GIFT: Bootstrapping Image-to-CAD Program Synthesis via Geometric Feedback
Abstract
Mapping images to executable CAD programs is a central challenge in generative design, yet aligning visual inputs with symbolic code remains difficult. Existing approaches typically rely on brittle supervised fine-tuning or costly online reinforcement learning to overcome data limitations. In this work, we ask: how far can we push performance by leveraging test-time compute to bootstrap an augmented training set? We identify the primary bottleneck as the scarcity of diverse data aligning visual geometry with program syntax, rather than model capacity. To address this, we introduce Geometric Inference Feedback Tuning (GIFT), a framework that uses geometric feedback to generate high-quality data augmentations.

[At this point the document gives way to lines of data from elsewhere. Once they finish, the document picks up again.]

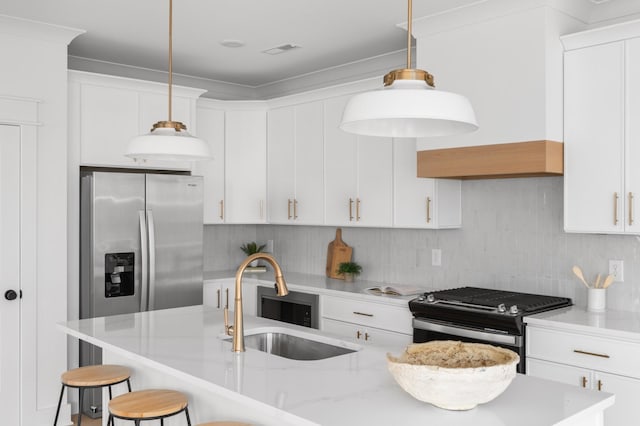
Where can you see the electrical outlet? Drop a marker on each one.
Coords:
(436, 257)
(616, 268)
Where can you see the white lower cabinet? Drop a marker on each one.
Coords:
(367, 322)
(592, 362)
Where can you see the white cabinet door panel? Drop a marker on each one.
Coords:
(281, 164)
(211, 129)
(594, 126)
(309, 164)
(246, 174)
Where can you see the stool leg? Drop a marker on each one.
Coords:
(55, 422)
(81, 390)
(186, 412)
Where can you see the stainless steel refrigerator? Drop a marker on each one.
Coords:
(140, 248)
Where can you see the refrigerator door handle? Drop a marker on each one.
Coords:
(152, 260)
(144, 283)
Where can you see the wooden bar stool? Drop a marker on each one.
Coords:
(152, 404)
(92, 376)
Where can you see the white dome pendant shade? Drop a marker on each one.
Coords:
(168, 140)
(408, 106)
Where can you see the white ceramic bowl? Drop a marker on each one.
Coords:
(455, 388)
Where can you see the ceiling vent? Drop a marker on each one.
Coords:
(280, 49)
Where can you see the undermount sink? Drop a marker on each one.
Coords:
(299, 346)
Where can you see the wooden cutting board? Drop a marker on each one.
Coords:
(337, 253)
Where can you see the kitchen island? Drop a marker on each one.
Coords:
(184, 349)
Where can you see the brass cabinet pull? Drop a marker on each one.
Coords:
(591, 353)
(350, 209)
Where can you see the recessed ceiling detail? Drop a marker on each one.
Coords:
(281, 49)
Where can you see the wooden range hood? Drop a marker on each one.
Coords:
(509, 160)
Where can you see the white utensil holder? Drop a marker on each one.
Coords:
(596, 299)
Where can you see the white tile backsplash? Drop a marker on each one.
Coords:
(512, 238)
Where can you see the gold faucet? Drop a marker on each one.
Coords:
(237, 330)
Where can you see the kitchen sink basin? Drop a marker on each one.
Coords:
(299, 346)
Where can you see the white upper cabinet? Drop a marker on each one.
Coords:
(358, 174)
(113, 110)
(422, 202)
(210, 118)
(602, 97)
(295, 164)
(246, 165)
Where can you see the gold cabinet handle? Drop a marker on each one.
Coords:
(350, 209)
(591, 353)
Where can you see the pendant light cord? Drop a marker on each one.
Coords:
(171, 53)
(409, 19)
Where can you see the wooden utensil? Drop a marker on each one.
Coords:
(337, 252)
(608, 281)
(576, 270)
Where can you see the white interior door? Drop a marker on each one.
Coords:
(10, 274)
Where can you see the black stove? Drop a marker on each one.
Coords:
(480, 315)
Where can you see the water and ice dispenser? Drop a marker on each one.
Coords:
(118, 274)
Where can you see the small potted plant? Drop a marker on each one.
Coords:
(349, 270)
(252, 248)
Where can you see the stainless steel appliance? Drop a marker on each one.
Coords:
(481, 315)
(295, 308)
(140, 247)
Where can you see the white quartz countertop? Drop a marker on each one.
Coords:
(612, 324)
(349, 389)
(318, 284)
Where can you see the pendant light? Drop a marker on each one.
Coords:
(168, 140)
(408, 106)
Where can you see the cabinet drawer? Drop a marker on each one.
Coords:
(597, 353)
(386, 317)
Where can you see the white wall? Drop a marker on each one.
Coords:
(35, 66)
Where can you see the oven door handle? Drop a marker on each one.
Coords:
(505, 339)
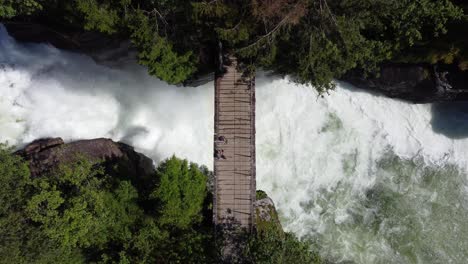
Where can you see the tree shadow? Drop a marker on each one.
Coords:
(450, 119)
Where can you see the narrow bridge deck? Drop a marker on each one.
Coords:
(234, 164)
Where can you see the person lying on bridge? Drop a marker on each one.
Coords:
(221, 139)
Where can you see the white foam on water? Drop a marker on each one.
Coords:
(317, 157)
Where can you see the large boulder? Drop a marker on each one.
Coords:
(266, 217)
(416, 83)
(44, 155)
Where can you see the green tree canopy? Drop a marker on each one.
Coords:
(313, 41)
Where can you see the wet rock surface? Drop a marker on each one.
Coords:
(46, 154)
(416, 83)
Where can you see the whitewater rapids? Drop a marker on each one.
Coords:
(365, 178)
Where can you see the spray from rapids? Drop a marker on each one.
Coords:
(367, 178)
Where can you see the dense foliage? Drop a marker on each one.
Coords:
(81, 214)
(314, 41)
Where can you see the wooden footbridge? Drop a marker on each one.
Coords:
(234, 146)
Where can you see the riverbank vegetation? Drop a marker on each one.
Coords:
(313, 41)
(84, 212)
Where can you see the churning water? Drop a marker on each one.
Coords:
(367, 179)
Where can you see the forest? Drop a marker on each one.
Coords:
(312, 41)
(85, 212)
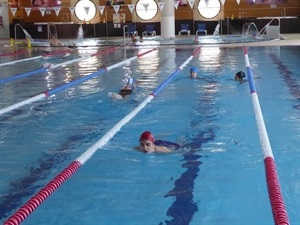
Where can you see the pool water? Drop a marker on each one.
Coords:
(217, 177)
(159, 41)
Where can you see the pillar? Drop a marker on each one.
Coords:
(167, 27)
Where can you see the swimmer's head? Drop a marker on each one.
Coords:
(193, 70)
(147, 135)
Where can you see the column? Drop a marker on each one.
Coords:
(167, 24)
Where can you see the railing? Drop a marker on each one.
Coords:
(247, 28)
(25, 32)
(265, 28)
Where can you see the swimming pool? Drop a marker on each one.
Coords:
(218, 178)
(159, 41)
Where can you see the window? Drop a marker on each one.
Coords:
(85, 10)
(209, 8)
(146, 9)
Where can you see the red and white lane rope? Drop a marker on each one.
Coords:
(278, 207)
(20, 215)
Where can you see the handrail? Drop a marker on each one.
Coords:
(248, 25)
(25, 32)
(264, 29)
(49, 30)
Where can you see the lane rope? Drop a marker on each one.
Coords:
(50, 67)
(13, 53)
(20, 215)
(48, 93)
(278, 207)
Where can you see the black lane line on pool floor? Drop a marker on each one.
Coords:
(183, 208)
(288, 78)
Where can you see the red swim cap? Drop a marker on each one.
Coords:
(147, 135)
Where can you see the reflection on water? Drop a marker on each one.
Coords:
(155, 41)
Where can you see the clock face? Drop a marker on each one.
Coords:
(85, 10)
(146, 9)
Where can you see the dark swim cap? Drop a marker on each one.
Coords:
(193, 70)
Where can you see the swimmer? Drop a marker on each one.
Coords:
(147, 144)
(125, 91)
(193, 73)
(134, 39)
(54, 41)
(239, 76)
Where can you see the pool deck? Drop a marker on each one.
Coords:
(289, 40)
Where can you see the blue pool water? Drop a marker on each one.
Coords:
(159, 41)
(217, 178)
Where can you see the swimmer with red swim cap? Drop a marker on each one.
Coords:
(147, 144)
(193, 72)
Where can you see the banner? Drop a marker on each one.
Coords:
(28, 11)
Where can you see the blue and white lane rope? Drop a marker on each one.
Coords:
(21, 214)
(48, 93)
(54, 66)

GIFT systematically analyzes model failures via inference-time scaling, verifying geometric accuracy with a CAD kernel. GIFT bootstraps and curates an alignment dataset through two core mechanisms: Soft-Rejection Sampling (SRS), which captures diverse valid programs beyond ground-truth matching, and Failure-Driven Augmentation (FDA), which improves robustness by re-purposing rendered near-miss failures as synthetic training examples to cover hard negative geometries. By amortizing these insights into the model weights, GIFT matches the performance of extensive test-time scaling with an 80 % reduction in inference compute. It outperforms strong baselines by 12 % and remains competitive with complex multimodal systems, all without additional supervision or specialized architectures.